Imaginemos que en unos años se llega a un acuerdo de paz con el ELN. ¿Se recordará esta masacre? ¿Será incluida en la lista matanzas perpetradas por cada bando? ¿Formarán parte estos muertos del recuento de víctimas oficiales? La respuesta a estas preguntas pareciera ser que no. Es no por la misma razón por la que los medios colombianos casi ni hablan de ella: porque las víctimas no son víctimas. No lo son porque son venezolanos asesinados en su país y la narrativa preponderante afirma que nuestro mal es el “conflicto colombiano”. Este discurso colombianizante está latente, incluso cuando el Gobierno colombiano decidió hace unos años bombardear otro país para asesinar a un líder guerrillero e incluso cuando las utilidades de la guerra (la droga) se extienden a lo ancho y largo del globo. Esta misma guerra traspasó nuestras fronteras nacionales, pero pareciera que las únicas víctimas fuéramos nosotros, los colombianos. Lo que sucedió más allá de esos límites no interesa, no vende, es nebuloso y desorienta. A lo sumo, el nombre de otros países aparece para denunciar que esos mismos países son aliados de los grupos criminales. Venezuela, hemos oído miles de veces en los últimos años, es hogar seguro de grupos guerrilleros. ¿Pero qué sucede con la gente que vive en esos territorios? ¿Qué incidencia tiene en su vida la presencia de estos combatientes? Este punto es especialmente delicado, porque el reconocimiento de alguien como víctima implica reparación y verdad. ¿Estamos dispuestos a velar por la reparación y el derecho a la verdad de víctimas no colombianas? En gran medida la noción de víctima es una categoría política, pues está determinada por cómo y quién dice que alguien es una víctima. Si bien esta noción ha servido para reparar, reconocer y empoderar sujetos marginados (mujeres, pobres, indígenas, negros, etc.) así como las personas directa o indirectamente afectadas por el conflicto, no debemos olvidar que el campo de extensión de esta noción también deja de lado ciertos individuos que han sufrido las escuelas de la guerra colombiana.

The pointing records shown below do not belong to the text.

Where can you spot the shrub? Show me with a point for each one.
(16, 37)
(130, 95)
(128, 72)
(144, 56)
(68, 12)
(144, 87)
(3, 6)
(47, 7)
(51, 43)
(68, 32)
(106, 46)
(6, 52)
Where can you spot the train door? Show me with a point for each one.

Ahora bien, suele decirse que el caudal de noticias violentas embota los sentidos hasta el punto de que los colombianos nos hemos vuelto indiferentes a la violencia rampante. Esta interpretación, a todas luces facilista, me parece insuficiente. Supongamos que alguien tiene 50 hermanos. ¿El hecho de que hayan muerto 49 de ellos mitiga el dolor del asesinato del quincuagésimo hermano? En estos casos, la cotidianidad no es sinónimo de indiferencia. En Frames of War: When is Life Grievable (2009), Judith Butler afirma que el reconocimiento de qué vida nos importa —qué vida nos parece valiosa y, por tanto, su pérdida nos causa dolor— depende de marcos de referencia condicionados por consideraciones políticas. Es decir, el lugar donde está parada una persona con respecto a nuestro marco epistemológico determina si la vida de esa persona merece nuestro duelo. Hay ciertas vidas que desde el principio no las concebimos como vidas, de modo que no reconocemos realmente su pérdida como la pérdida de una vida. He aquí, quizás, una mejor explicación para la indiferencia de las personas ante las noticias violentas: en ellas se narran las desgracias de vidas que, en virtud de marcos políticos, no son dignas de nuestro duelo. Cabe entonces preguntarse si en ocasiones el discurso de los medios de comunicación (y, por qué no, cierto discurso político) no condiciona nuestro marco epistemológico para que nos sea imposible reconocer que la vida de los habitantes de Venezuela —y de otros países— es una vida que entra realmente en la esfera de nuestro duelo.